Он взял длинный, видимо составленный наспех, обзор радиопередач и бюллетеней. И тоже внимательно принялся его изучать. Создавалось впечатление, что никто — во всяком случае никто из находившихся на месте — не мог объяснить, что послужило непосредственной причиной беспорядков и прежде всего что привлекло толпу к библиотеке.

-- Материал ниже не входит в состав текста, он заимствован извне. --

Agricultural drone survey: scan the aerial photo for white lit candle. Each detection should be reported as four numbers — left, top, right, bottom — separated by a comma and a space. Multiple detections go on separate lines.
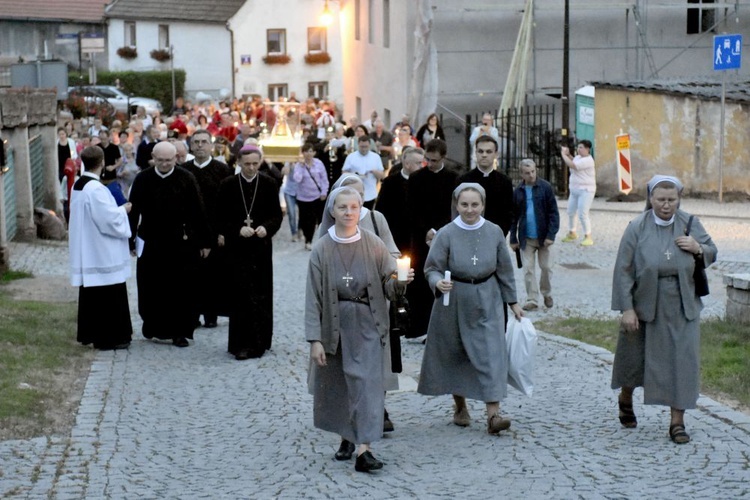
396, 257, 411, 281
443, 271, 451, 306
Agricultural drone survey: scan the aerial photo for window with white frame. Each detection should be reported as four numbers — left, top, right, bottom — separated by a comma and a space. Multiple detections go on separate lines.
307, 28, 328, 54
124, 21, 135, 47
159, 24, 169, 49
307, 82, 328, 99
268, 83, 289, 101
266, 29, 286, 55
687, 0, 716, 35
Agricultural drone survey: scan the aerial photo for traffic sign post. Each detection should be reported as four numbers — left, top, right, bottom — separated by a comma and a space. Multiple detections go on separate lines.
712, 35, 742, 203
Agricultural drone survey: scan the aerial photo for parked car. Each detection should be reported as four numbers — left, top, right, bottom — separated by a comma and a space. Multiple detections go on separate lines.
68, 85, 162, 116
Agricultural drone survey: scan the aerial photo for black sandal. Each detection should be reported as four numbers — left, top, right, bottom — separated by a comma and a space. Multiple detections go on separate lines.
669, 424, 690, 444
617, 399, 638, 429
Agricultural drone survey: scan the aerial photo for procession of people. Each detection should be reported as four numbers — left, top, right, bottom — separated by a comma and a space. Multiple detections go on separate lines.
67, 95, 717, 472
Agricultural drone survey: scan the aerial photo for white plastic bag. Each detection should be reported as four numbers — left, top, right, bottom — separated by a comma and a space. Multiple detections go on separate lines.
505, 314, 537, 397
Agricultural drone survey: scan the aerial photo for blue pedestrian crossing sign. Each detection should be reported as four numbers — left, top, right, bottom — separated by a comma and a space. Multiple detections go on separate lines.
713, 35, 742, 71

Хотя демонстрации стали уже обычным явлением в Германии, беспорядки такого масштаба выходили за пределы нормы — федеральные власти сами признались, что они «серьезно озабочены». Герр Людвиг Зибкрон из министерства внутренних дел, нарушив свое обычное молчание, заявил на пресс-конференции, что есть основания для «весьма серьезного беспокойства». Было срочно принято решение обеспечить усиленную охрану всех официальных и полуофициальных зданий и жилых домов, занимаемых англичанами на территории Федеративной республики. Британский посол после некоторого колебания согласился ввести для своего персонала добровольный комендантский час.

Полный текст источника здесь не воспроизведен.